Hoy en día, cada suceso desafortunado suele tener su campaña de prevención. El exceso de velocidad, el alcohol y el tabaco son el día al día de los departamentos de depresión de las agencias. Con la crisis migratoria se abre sin embargo otro campo: la publicidad anti-refugiados.

Uno de los pioneros en este ámbito fue el gobierno de Australia. Ya en 2014 los del quinto continente se gastaron tres millones de dólares en carteles y una novela gráfica para quitarles las ganas de venir a refugiados de todo el mundo. El año pasado rodaron incluso una peli para mostrar el peligro de tomar rumbo a Australia. Journey se estrenó en cines en Afganistán, Pakistán, Irán e Irak y costó los insignificantes seis millones de dólares.

Inspirados en ello, también los gobiernos europeos se lanzaron a la aventura del desánimo. Los daneses lo intentaron con anuncios en periódicos libaneses. Los austríacos entre otros con autobuses rotulados en Afganistán. Los alemanes con un anuncio en la tele que, en un intento positivista, celebra la belleza y los oportunidades que Afganistán puede ofrecer a sus ciudadanos.

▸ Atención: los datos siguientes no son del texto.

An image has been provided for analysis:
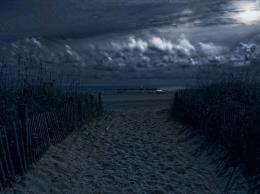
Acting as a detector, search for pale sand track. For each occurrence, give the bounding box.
[1,94,246,194]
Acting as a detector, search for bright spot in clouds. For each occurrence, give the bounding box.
[234,1,260,24]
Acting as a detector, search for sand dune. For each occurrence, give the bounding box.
[3,96,246,194]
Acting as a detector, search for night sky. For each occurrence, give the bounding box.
[0,0,260,85]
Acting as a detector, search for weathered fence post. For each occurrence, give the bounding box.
[98,92,103,113]
[77,99,83,127]
[18,104,29,169]
[89,95,95,118]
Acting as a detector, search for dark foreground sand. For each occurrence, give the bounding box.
[1,94,246,194]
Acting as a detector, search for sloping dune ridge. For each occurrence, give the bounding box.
[3,96,245,194]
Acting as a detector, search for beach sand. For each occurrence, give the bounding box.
[3,94,246,194]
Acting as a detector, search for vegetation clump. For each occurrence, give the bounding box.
[171,81,260,192]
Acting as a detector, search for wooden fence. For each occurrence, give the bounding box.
[0,94,103,190]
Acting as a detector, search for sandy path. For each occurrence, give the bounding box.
[2,99,245,194]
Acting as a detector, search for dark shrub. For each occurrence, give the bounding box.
[172,82,260,192]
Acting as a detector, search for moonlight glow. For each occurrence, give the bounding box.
[234,2,260,24]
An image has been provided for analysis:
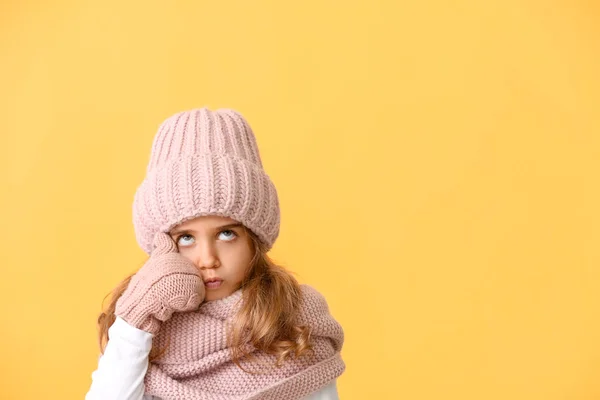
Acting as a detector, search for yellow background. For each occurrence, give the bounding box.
[0,0,600,400]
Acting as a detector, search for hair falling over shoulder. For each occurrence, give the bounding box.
[98,229,312,373]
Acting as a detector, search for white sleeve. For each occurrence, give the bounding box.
[304,380,340,400]
[85,316,153,400]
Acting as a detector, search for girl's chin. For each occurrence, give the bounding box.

Y los italianos con una página web juntando historias reales de inmigrantes. Estas no muy positivas, claro.
Cierto, todos estos gobiernos afirman de solo quieren prevenir a los refugiados de lanzarse a un viaje peligroso y en la mayoría de los casos inútil. Sin embargo, no cuesta mucho esfuerzo para ver la dimensión política detrás, sobre todo en una Europa con la ultra-derecha en alza. Ahora bien, se pueden tachar de extraño e incluso de cínico estas medidas. Pero quizá no hay que prestarles demasiada atención tampoco. Porque como sucede con casi todas las campañas de cambio de comportamiento, también el efecto de estas es, pues muy limitado. En el mejor de los casos.